You had a very sharp eye that v17f32 would cause a split with an empty hi masked load eventually.
It is somewhat harmless since the load is not used and thus removed from the DAG, but this revision
is even cleaner by not generating the hi masked load at all!

aartbik updated this revision to Diff 259457.Apr 22 2020, 7:36 PM

removed left behind debug code

craig.topper added inline comments.Apr 22 2020, 7:39 PM
llvm/lib/CodeGen/SelectionDAG/SelectionDAG.cpp
9495

Stray 'k' got added to this line.

aartbik updated this revision to Diff 259461.Apr 22 2020, 8:03 PM

fixed some stray diffs

aartbik marked an inline comment as done.Apr 22 2020, 8:03 PM
dmgreen added inline comments.Apr 22 2020, 10:55 PM
llvm/lib/CodeGen/SelectionDAG/LegalizeVectorTypes.cpp
1596

Could we return PassThruHi directly?

llvm/test/CodeGen/X86/pr45563-2.ll
2

Please use update_llc_test_checks on tests this size

aartbik marked 3 inline comments as done.Apr 22 2020, 11:38 PM
aartbik added inline comments.
llvm/lib/CodeGen/SelectionDAG/LegalizeVectorTypes.cpp
1596

I experimented with different values, this seemed the least code change, since it folds directly in the DAG.getNode below, and is removed right after that. Any thing else would require more changes to deal with the 1 vs 2 result values.

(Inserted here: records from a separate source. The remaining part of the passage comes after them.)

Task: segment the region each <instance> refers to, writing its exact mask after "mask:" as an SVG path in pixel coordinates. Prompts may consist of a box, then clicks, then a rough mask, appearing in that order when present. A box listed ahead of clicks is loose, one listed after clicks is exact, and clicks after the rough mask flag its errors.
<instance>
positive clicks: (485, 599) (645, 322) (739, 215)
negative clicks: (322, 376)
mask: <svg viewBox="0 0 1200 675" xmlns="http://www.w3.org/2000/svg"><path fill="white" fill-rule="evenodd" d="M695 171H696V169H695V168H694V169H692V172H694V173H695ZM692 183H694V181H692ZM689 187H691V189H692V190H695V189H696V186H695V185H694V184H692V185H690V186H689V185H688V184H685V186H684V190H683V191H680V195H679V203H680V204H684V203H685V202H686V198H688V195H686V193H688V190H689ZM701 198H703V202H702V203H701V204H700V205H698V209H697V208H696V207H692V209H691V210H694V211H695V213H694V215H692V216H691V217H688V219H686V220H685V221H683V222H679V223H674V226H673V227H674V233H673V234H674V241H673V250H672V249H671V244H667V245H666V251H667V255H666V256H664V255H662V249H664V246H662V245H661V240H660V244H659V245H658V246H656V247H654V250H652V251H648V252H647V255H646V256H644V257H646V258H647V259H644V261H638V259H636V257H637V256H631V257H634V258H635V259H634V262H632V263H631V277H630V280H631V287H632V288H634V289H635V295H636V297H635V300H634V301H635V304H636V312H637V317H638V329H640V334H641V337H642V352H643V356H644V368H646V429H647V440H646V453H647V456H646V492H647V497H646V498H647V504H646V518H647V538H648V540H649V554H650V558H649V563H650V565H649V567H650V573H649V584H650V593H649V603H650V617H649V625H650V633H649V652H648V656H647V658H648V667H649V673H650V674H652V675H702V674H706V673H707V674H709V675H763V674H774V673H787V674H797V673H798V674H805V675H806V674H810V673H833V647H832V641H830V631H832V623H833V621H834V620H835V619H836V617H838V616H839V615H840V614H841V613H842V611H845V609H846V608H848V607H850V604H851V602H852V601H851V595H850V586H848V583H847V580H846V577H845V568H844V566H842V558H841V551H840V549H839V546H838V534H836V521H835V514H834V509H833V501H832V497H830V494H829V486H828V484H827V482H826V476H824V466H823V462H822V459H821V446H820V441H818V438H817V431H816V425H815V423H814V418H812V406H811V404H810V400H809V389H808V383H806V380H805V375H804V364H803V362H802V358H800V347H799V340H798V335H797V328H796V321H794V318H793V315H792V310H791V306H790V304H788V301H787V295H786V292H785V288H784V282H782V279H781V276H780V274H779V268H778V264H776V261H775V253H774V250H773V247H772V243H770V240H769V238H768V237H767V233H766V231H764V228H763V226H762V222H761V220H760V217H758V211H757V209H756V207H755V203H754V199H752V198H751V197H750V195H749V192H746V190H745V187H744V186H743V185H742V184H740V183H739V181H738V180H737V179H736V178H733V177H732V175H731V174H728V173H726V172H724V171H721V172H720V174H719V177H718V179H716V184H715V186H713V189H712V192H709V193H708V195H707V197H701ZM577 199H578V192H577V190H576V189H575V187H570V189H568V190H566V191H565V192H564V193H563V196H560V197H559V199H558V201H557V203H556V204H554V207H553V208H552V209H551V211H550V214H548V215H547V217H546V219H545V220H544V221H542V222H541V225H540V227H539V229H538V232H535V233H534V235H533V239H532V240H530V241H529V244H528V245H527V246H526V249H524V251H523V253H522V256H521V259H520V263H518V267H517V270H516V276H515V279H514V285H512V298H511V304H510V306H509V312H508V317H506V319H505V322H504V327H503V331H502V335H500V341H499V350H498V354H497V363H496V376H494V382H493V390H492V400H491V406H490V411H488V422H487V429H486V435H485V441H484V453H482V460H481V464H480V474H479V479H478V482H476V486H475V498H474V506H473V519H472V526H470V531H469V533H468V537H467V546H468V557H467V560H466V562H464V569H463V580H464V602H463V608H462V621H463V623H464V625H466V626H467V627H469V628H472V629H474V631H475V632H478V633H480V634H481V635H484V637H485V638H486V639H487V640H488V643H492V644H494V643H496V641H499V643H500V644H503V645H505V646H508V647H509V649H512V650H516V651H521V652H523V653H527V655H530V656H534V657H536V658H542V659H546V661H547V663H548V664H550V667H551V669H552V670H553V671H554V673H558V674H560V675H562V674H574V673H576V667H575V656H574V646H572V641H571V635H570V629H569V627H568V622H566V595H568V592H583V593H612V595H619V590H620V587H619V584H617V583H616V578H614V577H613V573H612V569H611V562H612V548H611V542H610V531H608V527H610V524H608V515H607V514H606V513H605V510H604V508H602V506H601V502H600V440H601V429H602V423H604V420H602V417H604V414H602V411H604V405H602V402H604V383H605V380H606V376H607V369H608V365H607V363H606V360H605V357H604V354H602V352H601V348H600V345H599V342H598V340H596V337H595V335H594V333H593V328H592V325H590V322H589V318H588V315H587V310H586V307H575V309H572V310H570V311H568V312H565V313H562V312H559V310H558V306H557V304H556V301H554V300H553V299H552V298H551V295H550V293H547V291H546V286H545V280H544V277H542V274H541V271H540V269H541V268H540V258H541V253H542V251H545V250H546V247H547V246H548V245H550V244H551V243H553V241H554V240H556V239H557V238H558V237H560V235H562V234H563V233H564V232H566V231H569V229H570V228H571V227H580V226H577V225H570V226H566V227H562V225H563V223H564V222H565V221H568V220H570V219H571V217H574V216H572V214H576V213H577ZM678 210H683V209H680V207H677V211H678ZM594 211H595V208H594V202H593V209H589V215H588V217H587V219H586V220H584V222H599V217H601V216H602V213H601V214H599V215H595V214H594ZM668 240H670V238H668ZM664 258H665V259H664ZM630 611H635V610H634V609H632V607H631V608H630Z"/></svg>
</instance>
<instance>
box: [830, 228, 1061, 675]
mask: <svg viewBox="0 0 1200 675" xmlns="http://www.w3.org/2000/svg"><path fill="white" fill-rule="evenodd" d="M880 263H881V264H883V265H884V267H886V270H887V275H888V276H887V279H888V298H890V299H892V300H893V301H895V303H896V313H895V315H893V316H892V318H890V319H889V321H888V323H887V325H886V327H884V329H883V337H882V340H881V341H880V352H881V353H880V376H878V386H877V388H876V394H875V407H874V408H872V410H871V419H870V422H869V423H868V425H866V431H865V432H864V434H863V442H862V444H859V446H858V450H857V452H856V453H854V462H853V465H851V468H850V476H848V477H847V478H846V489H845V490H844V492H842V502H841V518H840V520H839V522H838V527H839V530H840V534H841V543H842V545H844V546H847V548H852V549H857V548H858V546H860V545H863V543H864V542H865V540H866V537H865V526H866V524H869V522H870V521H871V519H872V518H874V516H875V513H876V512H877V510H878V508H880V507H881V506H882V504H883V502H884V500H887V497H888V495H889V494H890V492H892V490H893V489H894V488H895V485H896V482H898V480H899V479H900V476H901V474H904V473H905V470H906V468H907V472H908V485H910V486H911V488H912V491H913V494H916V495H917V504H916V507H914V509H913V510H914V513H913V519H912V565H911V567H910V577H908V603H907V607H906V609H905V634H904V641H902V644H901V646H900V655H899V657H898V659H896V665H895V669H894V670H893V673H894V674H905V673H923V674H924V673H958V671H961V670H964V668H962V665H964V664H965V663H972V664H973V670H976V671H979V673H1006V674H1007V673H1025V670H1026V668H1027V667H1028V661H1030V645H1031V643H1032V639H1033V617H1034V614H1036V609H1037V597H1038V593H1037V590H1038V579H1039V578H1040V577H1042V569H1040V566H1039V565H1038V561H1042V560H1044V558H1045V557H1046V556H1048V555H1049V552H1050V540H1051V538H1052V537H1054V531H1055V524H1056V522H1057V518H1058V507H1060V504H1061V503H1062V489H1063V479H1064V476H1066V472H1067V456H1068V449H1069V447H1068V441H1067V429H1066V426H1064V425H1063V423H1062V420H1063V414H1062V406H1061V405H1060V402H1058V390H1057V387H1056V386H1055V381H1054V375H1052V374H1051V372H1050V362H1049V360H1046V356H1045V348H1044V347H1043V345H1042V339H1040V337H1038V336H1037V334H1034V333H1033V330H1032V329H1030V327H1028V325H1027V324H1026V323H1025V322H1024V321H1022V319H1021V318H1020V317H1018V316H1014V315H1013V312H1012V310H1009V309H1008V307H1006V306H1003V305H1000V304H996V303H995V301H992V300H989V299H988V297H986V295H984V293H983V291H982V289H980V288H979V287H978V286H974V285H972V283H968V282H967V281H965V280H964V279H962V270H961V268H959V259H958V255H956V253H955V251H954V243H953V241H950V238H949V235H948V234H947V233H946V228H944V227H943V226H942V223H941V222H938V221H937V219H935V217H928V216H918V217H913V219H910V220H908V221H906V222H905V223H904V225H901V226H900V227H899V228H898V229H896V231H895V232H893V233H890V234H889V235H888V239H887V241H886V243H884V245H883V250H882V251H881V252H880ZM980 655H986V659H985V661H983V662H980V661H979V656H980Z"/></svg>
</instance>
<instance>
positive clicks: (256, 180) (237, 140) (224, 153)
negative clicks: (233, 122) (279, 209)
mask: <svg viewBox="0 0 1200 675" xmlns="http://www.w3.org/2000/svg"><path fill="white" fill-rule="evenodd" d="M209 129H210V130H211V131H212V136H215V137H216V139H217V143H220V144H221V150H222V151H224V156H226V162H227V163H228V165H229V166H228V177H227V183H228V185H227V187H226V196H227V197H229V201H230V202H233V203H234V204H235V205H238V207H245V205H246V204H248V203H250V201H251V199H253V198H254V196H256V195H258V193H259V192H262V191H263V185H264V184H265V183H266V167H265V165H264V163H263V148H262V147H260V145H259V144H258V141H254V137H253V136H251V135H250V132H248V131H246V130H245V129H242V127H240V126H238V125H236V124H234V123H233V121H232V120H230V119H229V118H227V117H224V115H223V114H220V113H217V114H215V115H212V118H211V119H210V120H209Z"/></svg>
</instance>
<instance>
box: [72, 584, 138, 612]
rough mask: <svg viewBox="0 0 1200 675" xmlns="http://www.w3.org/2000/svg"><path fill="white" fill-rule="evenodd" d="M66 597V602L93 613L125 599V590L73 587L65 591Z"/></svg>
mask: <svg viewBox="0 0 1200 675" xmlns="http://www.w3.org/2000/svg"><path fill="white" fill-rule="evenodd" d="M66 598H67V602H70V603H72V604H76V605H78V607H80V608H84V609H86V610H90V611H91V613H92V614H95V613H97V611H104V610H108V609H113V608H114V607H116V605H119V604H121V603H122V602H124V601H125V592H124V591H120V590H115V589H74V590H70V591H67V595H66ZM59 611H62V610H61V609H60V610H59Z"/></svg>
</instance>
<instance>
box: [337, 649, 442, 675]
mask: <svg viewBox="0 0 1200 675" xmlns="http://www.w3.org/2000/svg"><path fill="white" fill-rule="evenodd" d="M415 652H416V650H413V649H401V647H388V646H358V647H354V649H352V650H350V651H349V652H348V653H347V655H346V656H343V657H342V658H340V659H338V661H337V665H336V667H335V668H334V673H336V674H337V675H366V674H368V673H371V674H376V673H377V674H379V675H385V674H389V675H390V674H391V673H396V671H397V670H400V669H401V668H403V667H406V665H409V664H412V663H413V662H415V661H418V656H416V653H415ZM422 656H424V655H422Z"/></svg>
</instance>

llvm/test/CodeGen/X86/pr45563-2.ll
2

Ah, I saw some auto generated messages, but was not aware of this tool. But, forgive my noobness, what will this auto-generate? I am really just counting the number of masked moves that result, I don't want to pin down the full assembly?

craig.topper added inline comments.Apr 23 2020, 12:11 AM
llvm/test/CodeGen/X86/pr45563-2.ll
2

It will generate checks for the full assembly, but the X86 maintainers are used to that. We'll just rerun the script and look at the diff if it fails for some change in the future.

aartbik updated this revision to Diff 259647.Apr 23 2020, 11:31 AM
aartbik marked 4 inline comments as done.

used update_llc_test_checks (cool!)

aartbik added inline comments.Apr 23 2020, 11:49 AM
llvm/test/CodeGen/X86/pr45563-2.ll
2

Nice utility! Having the full assembly makes it a bit sensitive to changes, but I can also see that the X86 maintainers want to be aware of even the slightest of changes and with this utility that becomes a lot simpler. Cool!

This revision is now accepted and ready to land.Apr 23 2020, 2:21 PM
This revision was automatically updated to reflect the committed changes.